There is a horrendous problem with the suggestion that we should spend our time as singles becoming the right person for someone else; it makes us believe that until we find that someone, there is something wrong with us. If we spend our time, energy and emotions preparing for some unknowable, unforeseeable future mate who will be the indication that we’ve finally bettered ourselves enough to deserve the love that goes hand in hand with marriage, and that mate doesn’t come, we receive a message that we are unworthy of marriage, unworthy of love, unlovable. We are less of a man or less of a woman because of our singleness. And that message is a complete and utter lie.
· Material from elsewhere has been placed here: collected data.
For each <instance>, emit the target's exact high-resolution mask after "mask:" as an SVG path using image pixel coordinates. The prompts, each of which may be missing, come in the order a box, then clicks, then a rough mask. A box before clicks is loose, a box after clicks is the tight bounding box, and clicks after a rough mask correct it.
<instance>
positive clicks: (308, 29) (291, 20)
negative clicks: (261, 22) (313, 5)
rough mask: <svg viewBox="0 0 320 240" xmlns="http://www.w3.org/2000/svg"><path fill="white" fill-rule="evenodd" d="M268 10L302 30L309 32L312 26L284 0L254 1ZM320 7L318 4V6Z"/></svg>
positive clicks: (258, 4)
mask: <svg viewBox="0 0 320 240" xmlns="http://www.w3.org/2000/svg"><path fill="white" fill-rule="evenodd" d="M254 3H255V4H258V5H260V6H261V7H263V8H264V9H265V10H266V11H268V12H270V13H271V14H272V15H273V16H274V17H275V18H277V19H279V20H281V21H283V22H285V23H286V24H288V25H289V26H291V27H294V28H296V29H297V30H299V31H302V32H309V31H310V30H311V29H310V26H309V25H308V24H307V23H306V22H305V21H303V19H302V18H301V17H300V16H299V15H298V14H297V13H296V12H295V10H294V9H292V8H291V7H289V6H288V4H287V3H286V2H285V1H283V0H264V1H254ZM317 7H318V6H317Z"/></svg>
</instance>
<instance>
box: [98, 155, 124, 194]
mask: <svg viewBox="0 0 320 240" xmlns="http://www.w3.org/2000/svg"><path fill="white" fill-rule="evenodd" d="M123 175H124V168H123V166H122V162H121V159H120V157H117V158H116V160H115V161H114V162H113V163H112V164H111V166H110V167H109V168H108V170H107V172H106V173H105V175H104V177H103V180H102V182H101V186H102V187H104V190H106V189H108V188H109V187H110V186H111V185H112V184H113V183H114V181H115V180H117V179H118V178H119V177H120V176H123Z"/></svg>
Our femininity/masculinity is simply part of our humanity, and we are absolutely not less of a human being because we aren’t sharing our lives with another human being in matrimony. It is not our spouse’s job to make us fully ourselves. Nor is it for them that we become so. To make our time as singles all about our spouse is idolatry and lies. To make our marriage all about our spouse is no different. Nothing is about us, and nothing is about them; it’s all about Him.

A good friend of mine always says that marriage is not for our happiness but for our holiness. I say the same goes for singleness. God is constantly shaping us into the likeness of Christ. He is preparing us for an eternity with Him, not a lifetime with another person.

I operated for years under the false assumption that I wasn’t married because I wasn’t “ready.” What I thought that meant, I have no idea. I just figured that when I was “ready,” God would usher in Mr. Wonderful and we would live happily ever after. As existential as it may sound, I think now that the only real reason I’m not married is because I’m single.

As long as I’m following the will of God, then each phase of life is a purposeful part of that will. My life could have taken an infinite number of different routes, but the decisions I’ve made up to this point have led me here. There are a couple of men I probably could have married if I’d set my mind to it, but obviously I didn’t want to, so I shouldn’t complain about being single. It’s right where I’m supposed to be – not because I’m not “ready” yet, not because I haven’t fixed all of the annoying things I do, and certainly not because God is in some way holding out on me.

In an article I’ve kept for years, Paige Benton spells it out: “If he fluctuated one quark in his goodness, he would cease to be God….I am single because God is so abundantly good to me, because that is his best for me. It is a cosmic impossibility that anything could be better for me right now than being single.”

But just to be clear, I would like to be married some day. I haven’t given up on that yet. And I haven’t kissed dating goodbye. Shoot, I haven’t kissed anything since the late 90’s. So bring it on.